Wireless carrier Verizon Wireless had previously argued that FCC regulations on data roaming imposed traditional landline telephone obligations on data services illegally. The FCC regulations stipulated that Verizon and its competitors had to offer data roaming to their competitors on a nondiscriminatory basis. Verizon Wireless took the FCC to a federal appeals court trying to have the regulations overturned.
That federal appeals court has now upheld the FCC’s data roaming regulations and denied Verizon’s claims. The opinion of the three-judge panel at the US Court of Appeals for the DC circuit was unanimous and upheld the FCC decision to extend “voice roaming” requirements to wireless firms did not violate the rights of the carriers. Verizon had argued that the FCC lacked the legal authority to make such a decision.
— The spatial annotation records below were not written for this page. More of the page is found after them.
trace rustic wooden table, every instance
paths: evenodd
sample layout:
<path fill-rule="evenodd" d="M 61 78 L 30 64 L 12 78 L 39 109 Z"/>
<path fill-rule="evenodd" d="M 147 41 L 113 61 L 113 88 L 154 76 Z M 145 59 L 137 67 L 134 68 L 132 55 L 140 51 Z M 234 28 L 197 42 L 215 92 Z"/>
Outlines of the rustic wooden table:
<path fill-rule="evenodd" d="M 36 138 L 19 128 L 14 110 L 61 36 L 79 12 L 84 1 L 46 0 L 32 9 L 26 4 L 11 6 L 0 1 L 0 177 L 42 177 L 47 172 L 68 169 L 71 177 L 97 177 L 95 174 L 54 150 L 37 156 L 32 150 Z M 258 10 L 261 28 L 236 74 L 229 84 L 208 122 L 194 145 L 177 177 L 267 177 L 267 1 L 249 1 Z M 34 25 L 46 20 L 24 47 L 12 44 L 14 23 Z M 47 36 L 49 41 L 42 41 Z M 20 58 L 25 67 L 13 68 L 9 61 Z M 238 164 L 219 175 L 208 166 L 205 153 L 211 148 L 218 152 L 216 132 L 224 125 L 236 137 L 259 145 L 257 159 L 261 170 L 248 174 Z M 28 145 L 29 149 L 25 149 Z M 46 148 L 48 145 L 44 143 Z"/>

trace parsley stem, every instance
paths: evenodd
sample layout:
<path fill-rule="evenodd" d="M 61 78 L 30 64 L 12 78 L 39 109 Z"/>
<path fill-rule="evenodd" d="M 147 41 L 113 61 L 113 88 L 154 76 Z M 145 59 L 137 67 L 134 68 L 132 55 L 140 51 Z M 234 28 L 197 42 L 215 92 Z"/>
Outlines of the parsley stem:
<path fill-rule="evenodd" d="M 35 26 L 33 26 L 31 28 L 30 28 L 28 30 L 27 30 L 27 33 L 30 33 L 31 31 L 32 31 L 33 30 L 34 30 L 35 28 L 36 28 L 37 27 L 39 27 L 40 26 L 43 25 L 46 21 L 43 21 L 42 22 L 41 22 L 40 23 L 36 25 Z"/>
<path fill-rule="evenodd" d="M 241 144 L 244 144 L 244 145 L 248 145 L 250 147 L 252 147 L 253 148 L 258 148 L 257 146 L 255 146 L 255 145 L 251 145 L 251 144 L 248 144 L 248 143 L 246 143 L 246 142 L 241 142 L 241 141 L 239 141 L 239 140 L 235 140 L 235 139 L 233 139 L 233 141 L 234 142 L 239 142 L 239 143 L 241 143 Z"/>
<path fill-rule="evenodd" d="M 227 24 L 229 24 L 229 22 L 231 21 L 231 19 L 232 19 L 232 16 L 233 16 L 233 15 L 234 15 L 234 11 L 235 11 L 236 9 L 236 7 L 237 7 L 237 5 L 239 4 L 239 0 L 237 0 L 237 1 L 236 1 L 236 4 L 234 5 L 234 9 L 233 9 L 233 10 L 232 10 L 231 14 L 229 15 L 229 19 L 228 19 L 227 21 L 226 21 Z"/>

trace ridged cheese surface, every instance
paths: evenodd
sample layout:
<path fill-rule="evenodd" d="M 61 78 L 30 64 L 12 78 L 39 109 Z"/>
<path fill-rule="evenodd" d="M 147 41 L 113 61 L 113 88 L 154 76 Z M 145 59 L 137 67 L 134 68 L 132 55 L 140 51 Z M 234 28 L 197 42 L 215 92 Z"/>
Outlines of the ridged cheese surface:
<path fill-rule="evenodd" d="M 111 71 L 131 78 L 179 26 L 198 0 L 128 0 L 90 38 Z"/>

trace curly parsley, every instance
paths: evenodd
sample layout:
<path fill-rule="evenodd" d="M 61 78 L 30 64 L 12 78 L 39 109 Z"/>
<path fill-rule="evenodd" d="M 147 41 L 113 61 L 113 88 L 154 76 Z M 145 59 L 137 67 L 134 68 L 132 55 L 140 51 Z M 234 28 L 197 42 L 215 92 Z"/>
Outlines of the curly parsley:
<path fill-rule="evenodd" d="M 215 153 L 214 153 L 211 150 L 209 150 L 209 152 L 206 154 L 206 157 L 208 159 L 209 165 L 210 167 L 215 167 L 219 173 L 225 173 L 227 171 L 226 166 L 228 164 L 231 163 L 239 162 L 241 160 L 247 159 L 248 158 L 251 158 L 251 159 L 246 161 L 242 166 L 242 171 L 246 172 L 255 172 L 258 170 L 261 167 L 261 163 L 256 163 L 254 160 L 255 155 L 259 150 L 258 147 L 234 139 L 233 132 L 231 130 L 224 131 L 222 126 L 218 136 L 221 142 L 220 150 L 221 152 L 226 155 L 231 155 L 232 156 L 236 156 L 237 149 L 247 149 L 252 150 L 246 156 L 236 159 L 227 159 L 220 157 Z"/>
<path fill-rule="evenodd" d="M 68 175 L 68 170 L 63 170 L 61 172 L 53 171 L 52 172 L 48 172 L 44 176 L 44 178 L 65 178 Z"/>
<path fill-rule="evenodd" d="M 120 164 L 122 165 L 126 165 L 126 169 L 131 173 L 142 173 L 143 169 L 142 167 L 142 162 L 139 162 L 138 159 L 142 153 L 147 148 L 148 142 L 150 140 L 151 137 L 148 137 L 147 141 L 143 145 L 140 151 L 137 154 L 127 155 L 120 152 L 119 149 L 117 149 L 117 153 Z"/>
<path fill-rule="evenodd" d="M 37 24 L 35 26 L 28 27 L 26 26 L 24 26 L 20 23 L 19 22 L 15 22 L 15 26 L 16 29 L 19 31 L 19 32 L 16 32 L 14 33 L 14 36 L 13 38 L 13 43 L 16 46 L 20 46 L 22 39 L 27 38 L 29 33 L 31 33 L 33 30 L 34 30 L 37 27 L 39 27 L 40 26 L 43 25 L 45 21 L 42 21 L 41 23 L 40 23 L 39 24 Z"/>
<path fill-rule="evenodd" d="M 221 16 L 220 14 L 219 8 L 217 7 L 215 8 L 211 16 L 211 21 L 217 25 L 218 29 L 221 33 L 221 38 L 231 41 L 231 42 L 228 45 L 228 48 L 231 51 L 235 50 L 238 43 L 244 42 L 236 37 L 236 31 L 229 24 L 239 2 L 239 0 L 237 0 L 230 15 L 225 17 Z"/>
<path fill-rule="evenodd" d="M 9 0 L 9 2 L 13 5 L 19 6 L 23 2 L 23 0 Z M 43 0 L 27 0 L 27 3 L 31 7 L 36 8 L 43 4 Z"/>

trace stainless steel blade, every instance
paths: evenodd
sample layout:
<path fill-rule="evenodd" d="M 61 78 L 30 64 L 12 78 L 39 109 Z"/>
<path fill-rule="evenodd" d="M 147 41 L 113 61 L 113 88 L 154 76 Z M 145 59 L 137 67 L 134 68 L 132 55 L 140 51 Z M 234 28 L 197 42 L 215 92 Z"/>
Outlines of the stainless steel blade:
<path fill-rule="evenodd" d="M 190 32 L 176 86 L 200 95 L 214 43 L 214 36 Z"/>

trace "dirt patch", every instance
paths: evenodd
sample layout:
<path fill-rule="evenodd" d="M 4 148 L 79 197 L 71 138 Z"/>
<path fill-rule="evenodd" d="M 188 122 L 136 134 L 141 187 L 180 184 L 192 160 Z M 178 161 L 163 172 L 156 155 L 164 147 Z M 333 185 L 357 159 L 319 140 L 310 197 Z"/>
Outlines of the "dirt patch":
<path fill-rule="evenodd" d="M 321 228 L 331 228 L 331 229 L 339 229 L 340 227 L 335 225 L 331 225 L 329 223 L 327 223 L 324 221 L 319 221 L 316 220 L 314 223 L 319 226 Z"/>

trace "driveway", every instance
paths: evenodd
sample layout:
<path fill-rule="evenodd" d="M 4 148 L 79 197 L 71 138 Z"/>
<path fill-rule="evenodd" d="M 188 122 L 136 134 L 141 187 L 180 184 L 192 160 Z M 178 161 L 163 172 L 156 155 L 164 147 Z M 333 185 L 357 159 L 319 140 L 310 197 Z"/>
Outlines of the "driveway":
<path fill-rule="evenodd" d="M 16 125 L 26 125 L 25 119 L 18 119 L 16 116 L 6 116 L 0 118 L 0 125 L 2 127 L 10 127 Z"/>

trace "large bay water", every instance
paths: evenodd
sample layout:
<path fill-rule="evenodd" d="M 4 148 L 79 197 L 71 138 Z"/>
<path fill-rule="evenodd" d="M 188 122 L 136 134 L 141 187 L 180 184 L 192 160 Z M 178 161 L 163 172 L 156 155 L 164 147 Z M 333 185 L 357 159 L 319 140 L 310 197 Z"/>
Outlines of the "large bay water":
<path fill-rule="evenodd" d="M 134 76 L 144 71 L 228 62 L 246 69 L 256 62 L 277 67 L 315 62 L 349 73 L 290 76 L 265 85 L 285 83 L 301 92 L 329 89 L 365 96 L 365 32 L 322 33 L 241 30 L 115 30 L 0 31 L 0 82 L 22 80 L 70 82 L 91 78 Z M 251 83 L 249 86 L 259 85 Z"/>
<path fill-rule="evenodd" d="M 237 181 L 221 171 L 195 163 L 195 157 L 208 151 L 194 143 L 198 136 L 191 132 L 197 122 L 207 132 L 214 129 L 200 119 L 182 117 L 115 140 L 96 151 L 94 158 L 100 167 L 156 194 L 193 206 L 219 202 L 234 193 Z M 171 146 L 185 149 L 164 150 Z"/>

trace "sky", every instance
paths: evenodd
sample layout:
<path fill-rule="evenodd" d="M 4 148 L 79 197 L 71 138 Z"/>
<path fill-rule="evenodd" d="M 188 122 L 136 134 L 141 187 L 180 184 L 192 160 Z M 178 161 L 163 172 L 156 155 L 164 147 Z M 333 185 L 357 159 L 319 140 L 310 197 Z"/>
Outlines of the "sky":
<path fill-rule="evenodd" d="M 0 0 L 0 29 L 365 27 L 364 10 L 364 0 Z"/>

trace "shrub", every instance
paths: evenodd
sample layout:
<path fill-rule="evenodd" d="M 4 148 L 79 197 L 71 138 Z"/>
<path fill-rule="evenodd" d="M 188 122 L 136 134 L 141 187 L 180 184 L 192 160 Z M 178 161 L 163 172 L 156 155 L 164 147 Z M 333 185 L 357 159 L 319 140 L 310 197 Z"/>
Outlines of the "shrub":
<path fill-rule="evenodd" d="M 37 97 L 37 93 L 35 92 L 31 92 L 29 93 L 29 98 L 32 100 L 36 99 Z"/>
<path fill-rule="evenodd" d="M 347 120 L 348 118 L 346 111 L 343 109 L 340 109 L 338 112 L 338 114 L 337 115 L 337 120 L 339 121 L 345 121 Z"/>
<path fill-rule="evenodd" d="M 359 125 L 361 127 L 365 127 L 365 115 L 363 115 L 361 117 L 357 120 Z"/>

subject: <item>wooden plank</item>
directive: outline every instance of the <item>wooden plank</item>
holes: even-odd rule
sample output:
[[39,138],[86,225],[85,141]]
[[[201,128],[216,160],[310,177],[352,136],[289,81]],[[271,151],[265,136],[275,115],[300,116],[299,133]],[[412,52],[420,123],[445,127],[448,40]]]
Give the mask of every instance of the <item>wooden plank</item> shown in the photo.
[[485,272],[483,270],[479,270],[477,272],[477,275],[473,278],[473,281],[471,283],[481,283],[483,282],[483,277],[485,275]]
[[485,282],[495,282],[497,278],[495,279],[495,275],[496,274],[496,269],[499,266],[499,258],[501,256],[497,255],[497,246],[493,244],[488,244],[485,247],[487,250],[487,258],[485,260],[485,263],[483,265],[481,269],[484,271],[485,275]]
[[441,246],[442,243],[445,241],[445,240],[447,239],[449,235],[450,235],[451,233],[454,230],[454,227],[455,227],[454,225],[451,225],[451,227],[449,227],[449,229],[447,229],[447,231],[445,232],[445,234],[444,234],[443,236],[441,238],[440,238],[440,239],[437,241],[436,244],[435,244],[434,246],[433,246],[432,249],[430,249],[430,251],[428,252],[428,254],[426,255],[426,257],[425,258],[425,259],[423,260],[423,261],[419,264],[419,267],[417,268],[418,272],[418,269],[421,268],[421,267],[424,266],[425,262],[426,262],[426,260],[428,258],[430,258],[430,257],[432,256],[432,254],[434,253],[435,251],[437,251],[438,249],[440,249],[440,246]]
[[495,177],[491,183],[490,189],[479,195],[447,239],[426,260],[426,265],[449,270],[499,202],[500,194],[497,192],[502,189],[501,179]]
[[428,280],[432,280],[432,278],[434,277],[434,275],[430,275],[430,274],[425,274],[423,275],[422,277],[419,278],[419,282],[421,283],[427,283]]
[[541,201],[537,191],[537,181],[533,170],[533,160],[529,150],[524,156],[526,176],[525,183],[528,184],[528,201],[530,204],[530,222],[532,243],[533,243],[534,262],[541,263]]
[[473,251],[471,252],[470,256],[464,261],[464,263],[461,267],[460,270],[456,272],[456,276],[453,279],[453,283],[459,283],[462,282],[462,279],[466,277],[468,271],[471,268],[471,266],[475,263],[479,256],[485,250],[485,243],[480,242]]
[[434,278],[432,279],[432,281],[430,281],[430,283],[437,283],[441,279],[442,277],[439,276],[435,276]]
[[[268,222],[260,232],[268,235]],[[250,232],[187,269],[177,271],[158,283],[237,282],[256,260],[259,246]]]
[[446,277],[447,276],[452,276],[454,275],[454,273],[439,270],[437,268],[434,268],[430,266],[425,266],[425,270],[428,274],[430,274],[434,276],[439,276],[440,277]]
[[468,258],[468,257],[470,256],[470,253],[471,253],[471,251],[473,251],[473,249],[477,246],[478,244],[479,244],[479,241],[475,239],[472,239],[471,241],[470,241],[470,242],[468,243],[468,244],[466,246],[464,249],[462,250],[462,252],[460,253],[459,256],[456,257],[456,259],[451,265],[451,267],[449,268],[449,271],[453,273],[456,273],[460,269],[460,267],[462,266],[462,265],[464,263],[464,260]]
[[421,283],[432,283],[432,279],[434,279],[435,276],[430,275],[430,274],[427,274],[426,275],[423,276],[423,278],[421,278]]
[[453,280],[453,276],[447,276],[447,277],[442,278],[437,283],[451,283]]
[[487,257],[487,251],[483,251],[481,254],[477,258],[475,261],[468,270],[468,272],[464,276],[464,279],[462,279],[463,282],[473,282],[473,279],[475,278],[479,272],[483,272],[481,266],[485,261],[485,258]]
The appeals court judges noted that the FCC regulations bared some “marks of common carriage” but the appeals judges also noted that “we deferred to the commission’s determination the rule imposes no common carrier obligations on mobile Internet providers.” The court also noted that the FCC regulations were not unconstitutional, arbitrary, or capricious. The judges on the appeals court also found no validity in arguments made by Verizon that the FCC lacked the legal authority to impose these regulations.
Verizon wireless argued that the new FCC regulations on data roaming were prohibited by the Communications Act. All three Appeals Court judges disagreed with Verizon’s claims. What Verizon was fighting was FCC regulations forcing the nation’s largest carrier to open its network to smaller regional carriers to allow them to compete on a national marketplace.